Opioid and sigma receptor studies. New developments in the design
of selective sigma ligands*
Giuseppe Ronsisvalle1,#, Agostino Marrazzo1, Orazio Prezzavento1, Alfredo
Cagnotto2, Tiziana Mennini2, Carmela Parenti1, and Giovanna M. Scoto1
1Department of Pharmaceutical Sciences, University
of Catania, Viale Andrea Doria, 6, 95125 Catania; 2Department of Molecular
Biochemistry and Pharmacology, Istituto di Ricerche Farmacologiche Mario
Negri, Via Eritrea 62, 20157 Milano, Italy
Abstract: New racemic and chiral methyl 2-{[4-(4-chlorophenyl)-4-hydroxypiperi-din-1-yl]methyl}-1-phenylcyclopropanecarboxylate
derivatives were synthesized in order to obtain sigma ligands with increased
affinity and selectivity compared to (+)-MPCB and haloperidol. The cis-(±)-7
racemic mixture showed a better binding affinity and selectivity than
the (±)-8 trans isomers. Between the two cis enantiomers, (+)-7,
with configuration (1R,2S), showed a very high affinity and the best
selectivity for s1. All compounds synthesized (79) showed a reduced
or negligible affinity for opioid and dopaminergic D1 and D2 receptors.

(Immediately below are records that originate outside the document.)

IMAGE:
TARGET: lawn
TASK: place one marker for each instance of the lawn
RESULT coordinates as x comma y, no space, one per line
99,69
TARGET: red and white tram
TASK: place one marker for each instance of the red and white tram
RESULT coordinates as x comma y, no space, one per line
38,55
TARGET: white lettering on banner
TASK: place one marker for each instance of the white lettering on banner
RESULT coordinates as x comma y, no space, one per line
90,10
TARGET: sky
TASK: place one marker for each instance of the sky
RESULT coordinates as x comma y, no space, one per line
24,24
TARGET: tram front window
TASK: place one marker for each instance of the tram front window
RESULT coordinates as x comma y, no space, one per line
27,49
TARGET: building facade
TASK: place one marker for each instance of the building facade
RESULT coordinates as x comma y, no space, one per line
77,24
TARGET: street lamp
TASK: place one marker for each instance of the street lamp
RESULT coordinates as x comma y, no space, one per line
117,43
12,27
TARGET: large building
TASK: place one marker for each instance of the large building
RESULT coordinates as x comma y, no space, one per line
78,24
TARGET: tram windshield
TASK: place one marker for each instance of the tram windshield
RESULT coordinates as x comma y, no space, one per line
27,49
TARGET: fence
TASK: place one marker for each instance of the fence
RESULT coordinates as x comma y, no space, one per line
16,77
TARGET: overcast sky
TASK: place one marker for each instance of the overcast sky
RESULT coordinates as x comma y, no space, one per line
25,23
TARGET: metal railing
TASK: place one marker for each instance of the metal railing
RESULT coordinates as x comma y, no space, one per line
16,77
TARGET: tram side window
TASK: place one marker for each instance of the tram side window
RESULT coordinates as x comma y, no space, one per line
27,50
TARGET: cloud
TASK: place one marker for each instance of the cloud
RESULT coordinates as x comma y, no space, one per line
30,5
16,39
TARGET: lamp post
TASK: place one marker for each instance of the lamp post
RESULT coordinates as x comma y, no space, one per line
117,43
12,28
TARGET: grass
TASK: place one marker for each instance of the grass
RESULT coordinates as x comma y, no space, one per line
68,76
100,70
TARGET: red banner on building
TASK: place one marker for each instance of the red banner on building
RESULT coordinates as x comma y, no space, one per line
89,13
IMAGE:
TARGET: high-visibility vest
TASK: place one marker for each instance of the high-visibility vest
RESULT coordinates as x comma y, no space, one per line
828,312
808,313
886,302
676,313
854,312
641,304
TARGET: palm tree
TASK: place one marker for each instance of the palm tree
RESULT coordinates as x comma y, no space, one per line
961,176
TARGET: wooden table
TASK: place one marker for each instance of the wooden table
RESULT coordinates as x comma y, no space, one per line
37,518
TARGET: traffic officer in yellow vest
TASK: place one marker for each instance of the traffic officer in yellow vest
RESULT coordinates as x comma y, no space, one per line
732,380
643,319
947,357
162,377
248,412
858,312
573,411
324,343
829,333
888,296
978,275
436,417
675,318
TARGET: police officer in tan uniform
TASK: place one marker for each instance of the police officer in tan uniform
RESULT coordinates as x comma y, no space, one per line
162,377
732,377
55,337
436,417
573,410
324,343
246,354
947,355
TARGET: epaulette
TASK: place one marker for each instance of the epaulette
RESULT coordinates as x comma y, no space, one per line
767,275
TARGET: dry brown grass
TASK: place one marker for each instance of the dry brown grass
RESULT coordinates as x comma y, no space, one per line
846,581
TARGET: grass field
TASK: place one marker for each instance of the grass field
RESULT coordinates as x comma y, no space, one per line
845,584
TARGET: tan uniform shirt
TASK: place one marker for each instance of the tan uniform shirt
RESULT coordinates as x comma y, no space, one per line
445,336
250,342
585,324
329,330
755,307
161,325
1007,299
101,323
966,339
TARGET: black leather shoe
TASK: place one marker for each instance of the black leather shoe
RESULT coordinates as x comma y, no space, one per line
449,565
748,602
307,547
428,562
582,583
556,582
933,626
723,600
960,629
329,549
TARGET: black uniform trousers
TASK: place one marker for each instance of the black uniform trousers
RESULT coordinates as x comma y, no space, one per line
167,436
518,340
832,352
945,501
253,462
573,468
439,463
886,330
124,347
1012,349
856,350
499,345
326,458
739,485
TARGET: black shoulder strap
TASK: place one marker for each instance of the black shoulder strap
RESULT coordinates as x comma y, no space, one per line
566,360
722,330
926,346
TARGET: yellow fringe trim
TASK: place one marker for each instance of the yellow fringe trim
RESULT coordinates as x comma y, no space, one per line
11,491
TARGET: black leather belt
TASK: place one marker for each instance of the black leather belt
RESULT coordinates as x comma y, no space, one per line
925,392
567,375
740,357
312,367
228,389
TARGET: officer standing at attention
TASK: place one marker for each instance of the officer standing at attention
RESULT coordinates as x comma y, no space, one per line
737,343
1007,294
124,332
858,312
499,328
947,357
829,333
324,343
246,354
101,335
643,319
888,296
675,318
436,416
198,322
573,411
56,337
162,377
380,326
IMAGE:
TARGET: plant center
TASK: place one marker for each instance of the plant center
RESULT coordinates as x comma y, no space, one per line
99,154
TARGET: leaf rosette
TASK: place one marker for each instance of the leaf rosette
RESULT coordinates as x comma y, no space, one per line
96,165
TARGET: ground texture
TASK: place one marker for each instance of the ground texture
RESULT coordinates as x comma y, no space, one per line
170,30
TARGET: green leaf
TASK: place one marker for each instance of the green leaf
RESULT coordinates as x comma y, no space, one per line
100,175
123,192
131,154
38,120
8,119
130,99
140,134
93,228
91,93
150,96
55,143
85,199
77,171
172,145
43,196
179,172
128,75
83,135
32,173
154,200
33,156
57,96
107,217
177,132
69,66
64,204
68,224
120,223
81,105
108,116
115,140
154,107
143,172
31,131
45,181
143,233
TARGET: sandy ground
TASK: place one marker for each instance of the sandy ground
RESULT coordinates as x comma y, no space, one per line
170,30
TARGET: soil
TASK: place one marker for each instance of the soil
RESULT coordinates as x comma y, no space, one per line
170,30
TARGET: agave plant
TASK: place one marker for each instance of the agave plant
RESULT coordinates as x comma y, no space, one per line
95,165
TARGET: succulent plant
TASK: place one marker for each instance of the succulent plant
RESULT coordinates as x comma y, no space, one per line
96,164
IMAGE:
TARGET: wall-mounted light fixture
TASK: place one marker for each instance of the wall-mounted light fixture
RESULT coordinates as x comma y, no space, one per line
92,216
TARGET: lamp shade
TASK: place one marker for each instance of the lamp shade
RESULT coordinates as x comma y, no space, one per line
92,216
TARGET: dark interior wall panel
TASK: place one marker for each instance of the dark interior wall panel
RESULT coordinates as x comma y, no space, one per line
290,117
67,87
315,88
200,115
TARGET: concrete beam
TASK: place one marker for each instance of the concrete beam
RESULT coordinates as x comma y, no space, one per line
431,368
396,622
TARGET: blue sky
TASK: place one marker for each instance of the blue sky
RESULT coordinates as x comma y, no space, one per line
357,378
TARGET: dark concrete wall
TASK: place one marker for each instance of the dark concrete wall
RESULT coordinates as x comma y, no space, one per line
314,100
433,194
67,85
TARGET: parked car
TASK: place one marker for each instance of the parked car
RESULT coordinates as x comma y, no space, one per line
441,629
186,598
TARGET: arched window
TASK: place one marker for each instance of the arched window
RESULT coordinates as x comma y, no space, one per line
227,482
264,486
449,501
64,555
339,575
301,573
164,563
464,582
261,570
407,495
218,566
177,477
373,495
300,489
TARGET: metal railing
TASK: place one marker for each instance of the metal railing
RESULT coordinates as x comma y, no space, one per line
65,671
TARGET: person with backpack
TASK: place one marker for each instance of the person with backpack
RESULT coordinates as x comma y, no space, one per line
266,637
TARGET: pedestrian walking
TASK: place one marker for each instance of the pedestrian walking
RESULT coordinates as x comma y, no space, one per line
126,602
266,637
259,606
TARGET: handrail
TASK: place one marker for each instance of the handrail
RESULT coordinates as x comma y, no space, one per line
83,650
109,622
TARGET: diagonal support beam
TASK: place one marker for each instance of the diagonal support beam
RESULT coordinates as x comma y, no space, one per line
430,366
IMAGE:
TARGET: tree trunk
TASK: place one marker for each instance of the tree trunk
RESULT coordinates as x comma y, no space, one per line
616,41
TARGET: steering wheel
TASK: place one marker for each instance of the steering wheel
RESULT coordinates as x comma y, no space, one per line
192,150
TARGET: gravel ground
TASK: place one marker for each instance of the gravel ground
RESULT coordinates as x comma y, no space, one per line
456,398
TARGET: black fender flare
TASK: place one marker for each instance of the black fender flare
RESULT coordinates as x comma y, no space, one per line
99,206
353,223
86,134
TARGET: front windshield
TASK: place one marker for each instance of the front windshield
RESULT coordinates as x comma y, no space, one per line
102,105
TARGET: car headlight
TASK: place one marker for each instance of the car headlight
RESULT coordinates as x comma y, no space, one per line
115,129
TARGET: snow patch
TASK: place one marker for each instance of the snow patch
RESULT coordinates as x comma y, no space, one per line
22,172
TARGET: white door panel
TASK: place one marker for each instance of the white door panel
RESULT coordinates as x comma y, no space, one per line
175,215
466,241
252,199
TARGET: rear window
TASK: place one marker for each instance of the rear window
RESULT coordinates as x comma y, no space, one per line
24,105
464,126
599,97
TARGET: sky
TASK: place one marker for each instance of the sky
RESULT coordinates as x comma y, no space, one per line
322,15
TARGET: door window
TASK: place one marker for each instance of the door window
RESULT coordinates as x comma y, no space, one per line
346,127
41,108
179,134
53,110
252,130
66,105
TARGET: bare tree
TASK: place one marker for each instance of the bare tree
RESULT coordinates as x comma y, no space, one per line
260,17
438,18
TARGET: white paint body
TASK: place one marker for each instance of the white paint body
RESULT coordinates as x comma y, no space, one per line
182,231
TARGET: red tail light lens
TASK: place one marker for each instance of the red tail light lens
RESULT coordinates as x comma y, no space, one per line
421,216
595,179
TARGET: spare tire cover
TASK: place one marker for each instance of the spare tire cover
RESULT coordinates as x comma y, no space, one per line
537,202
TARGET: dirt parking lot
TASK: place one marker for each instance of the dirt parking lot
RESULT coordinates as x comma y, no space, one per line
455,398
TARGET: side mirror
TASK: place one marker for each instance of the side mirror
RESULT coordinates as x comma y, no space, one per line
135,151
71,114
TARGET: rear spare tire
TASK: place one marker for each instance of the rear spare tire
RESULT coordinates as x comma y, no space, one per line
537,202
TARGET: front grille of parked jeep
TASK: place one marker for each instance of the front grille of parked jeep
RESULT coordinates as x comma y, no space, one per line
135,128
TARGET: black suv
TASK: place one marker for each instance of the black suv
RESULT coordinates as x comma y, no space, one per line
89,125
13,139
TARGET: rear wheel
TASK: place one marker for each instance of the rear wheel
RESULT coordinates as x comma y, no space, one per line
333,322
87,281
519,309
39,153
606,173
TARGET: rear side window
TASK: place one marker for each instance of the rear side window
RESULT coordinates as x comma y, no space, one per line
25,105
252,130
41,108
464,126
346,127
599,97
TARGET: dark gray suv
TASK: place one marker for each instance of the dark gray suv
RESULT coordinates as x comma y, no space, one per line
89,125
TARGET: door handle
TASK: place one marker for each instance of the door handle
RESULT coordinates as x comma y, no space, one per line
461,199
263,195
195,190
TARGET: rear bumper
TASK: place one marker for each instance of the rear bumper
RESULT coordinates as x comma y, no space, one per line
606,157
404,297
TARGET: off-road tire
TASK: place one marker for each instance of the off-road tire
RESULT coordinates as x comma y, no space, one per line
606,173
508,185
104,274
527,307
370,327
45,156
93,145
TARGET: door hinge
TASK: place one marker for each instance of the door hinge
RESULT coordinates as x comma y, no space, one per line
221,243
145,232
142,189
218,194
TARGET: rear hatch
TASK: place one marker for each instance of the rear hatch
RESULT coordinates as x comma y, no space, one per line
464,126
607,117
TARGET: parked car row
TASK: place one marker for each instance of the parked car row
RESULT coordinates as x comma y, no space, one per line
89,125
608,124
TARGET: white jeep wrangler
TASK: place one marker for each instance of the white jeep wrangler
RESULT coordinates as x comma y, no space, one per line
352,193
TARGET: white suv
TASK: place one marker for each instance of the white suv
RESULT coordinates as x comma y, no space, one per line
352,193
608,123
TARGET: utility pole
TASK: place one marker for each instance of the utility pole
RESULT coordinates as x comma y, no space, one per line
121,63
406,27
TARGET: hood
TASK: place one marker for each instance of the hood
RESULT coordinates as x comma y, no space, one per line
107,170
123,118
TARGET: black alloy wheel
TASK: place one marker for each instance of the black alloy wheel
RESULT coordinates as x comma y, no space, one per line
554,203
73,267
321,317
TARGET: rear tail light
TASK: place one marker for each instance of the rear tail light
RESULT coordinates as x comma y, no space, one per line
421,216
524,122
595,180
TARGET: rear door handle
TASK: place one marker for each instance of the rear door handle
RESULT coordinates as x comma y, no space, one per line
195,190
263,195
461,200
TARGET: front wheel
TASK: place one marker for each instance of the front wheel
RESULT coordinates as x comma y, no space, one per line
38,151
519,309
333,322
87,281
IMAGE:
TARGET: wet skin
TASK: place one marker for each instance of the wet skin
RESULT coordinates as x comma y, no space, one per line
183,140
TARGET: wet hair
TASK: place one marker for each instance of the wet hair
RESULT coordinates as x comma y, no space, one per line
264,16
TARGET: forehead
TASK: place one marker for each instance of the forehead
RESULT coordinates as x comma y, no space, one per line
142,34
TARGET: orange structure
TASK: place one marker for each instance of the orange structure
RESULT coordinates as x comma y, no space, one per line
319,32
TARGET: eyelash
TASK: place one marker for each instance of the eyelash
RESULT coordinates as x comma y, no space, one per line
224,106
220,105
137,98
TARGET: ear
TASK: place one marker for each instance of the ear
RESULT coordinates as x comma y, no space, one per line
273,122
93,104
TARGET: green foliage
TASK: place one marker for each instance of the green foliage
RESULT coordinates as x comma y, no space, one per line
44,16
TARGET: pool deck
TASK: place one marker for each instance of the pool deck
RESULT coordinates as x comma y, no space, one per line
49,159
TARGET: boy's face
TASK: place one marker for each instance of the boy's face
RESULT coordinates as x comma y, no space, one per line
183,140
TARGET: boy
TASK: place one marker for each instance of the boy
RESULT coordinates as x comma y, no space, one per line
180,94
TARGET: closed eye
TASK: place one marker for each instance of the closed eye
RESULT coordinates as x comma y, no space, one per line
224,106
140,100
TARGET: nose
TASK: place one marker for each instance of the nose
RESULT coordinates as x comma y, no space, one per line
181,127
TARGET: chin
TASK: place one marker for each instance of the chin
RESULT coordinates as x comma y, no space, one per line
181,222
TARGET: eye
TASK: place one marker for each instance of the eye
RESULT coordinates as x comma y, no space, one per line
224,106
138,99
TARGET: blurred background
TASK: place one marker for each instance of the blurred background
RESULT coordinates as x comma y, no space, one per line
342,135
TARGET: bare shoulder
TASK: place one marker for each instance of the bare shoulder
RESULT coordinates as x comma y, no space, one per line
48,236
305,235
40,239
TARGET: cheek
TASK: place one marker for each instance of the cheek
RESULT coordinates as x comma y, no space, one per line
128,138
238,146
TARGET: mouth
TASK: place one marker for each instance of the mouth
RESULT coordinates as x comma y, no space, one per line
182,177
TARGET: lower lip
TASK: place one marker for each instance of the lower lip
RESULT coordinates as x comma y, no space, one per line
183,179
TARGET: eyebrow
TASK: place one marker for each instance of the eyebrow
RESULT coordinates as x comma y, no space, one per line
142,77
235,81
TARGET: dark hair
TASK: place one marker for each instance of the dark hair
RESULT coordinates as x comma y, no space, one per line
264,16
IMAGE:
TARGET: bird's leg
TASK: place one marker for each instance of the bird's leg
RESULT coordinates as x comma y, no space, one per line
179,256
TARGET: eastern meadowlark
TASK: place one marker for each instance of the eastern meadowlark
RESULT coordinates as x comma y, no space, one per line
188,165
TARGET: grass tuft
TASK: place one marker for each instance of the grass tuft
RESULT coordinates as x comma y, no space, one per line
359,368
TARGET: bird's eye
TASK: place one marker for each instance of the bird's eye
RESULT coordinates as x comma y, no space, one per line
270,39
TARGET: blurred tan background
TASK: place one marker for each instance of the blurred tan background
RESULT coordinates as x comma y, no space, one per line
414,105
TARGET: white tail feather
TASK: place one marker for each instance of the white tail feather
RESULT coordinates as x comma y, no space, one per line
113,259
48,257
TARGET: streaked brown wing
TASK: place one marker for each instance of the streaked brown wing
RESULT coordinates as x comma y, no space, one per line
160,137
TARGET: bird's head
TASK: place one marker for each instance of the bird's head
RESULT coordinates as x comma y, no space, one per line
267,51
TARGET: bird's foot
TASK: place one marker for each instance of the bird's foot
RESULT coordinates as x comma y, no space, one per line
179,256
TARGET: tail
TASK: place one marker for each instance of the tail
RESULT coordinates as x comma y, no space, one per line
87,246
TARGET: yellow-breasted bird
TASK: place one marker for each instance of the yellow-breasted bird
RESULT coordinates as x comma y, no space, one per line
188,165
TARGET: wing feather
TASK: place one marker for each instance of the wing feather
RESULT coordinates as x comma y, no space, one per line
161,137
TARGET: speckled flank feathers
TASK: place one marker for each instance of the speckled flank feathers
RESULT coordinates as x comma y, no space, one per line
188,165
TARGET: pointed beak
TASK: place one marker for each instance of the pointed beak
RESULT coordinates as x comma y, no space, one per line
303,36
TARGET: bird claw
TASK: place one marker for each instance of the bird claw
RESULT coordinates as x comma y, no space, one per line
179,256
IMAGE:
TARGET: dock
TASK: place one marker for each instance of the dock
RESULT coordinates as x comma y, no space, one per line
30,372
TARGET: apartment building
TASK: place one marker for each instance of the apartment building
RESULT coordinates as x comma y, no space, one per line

Nociceptive in vivo test confirms that (+)-7 (namely MR200), such as
non-selective antagonist haloperidol, increased the analgesic effect
induced by the k opioid selective ligand U50,488H and reversed the inhibiting
effect of (+)-pentazocine on analgesia.
*Plenary lecture presented at the Hungarian-German-Italian-Polish
Joint Meeting on Medicinal Chemistry, Budapest, Hungary, 2 –6 September
2001. Other presentations are published in this issue, pp.
1387-1509.
# Corresponding author.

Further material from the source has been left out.